Re: [OMPI devel] Improvements to "mpi_leave_pinned" behavior

2009-08-24 Thread Ashley Pittman
On Fri, 2009-08-21 at 10:41 -0400, Jeff Squyres wrote:
> Roland has pushed his new Linux "ummunotify" kernel upstream (i.e.,  
> it's in his -next git branch):
> 
> http://git.kernel.org/?p=linux/kernel/git/roland/infiniband.git;a=commit;h=2fadea9acc19674c07ae7a9d90758f4b9b793940
> 
> It's not yet guaranteed that it will be accepted, but it looks good so  
> far.  With some bug fixes from Pasha/Mellanox and Lenny+Mike/Voltaire,  
> I think it's ready for wide-spread testing (I mailed some of you  
> yesterday asking for specific testing).  I'm asking all to give the  
> prototype code a whirl to shake out any remaining design bugs.

Good to hear this long-standing issue is getting the attention it
deserves, this will be a huge step forward when it's up and running.

Ashley,

-- 

Ashley Pittman, Bath, UK.

Padb - A parallel job inspection tool for cluster computing
http://padb.pittman.org.uk



[OMPI devel] Improvements to "mpi_leave_pinned" behavior

2009-08-21 Thread Jeff Squyres
Roland has pushed his new Linux "ummunotify" kernel upstream (i.e.,  
it's in his -next git branch):


http://git.kernel.org/?p=linux/kernel/git/roland/infiniband.git;a=commit;h=2fadea9acc19674c07ae7a9d90758f4b9b793940

It's not yet guaranteed that it will be accepted, but it looks good so  
far.  With some bug fixes from Pasha/Mellanox and Lenny+Mike/Voltaire,  
I think it's ready for wide-spread testing (I mailed some of you  
yesterday asking for specific testing).  I'm asking all to give the  
prototype code a whirl to shake out any remaining design bugs.

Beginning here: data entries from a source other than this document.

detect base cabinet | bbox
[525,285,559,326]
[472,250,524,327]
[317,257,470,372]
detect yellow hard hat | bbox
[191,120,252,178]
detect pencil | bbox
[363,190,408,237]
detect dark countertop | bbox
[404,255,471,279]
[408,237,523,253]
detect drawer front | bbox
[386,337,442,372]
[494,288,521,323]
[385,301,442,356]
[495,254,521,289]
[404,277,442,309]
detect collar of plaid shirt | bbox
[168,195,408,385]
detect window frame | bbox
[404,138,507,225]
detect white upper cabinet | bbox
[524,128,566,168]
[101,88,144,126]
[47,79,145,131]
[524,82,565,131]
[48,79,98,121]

I describe the issue that we're fixing in my new MPI-themed blog:


http://blogs.cisco.com/ciscotalk/performance/comments/better_linux_memory_tracking

The HG where this OMPI work is being done is here:

http://bitbucket.org/jsquyres/ummunot/

You need to have a very recent Linux kernel (2.6.31+) and Roland's  
umunotify module installed/running.  Build the OMPI HG tree with the  
"--enable-mca-no-build=memory-ptmalloc2" to disable ptmalloc2 and  
enable the ummunotify stuff.


This hack-ish "disable ptmalloc2" step is only necessary while we're  
shaking out the design issues.  I'm halfway through merging the ummunot 
+ptmalloc2 code into a new opal/mca/memory component named "linux".   
This component will choose at run time whether to use ptmalloc2 or the  
ummunotify stuff (i.e., the --enable-mca-no-build... step won't be  
necessary when all is said and done; a default OMPI Linux build will  
do the Right Things).


Thanks.

--
Jeff Squyres
jsquy...@cisco.com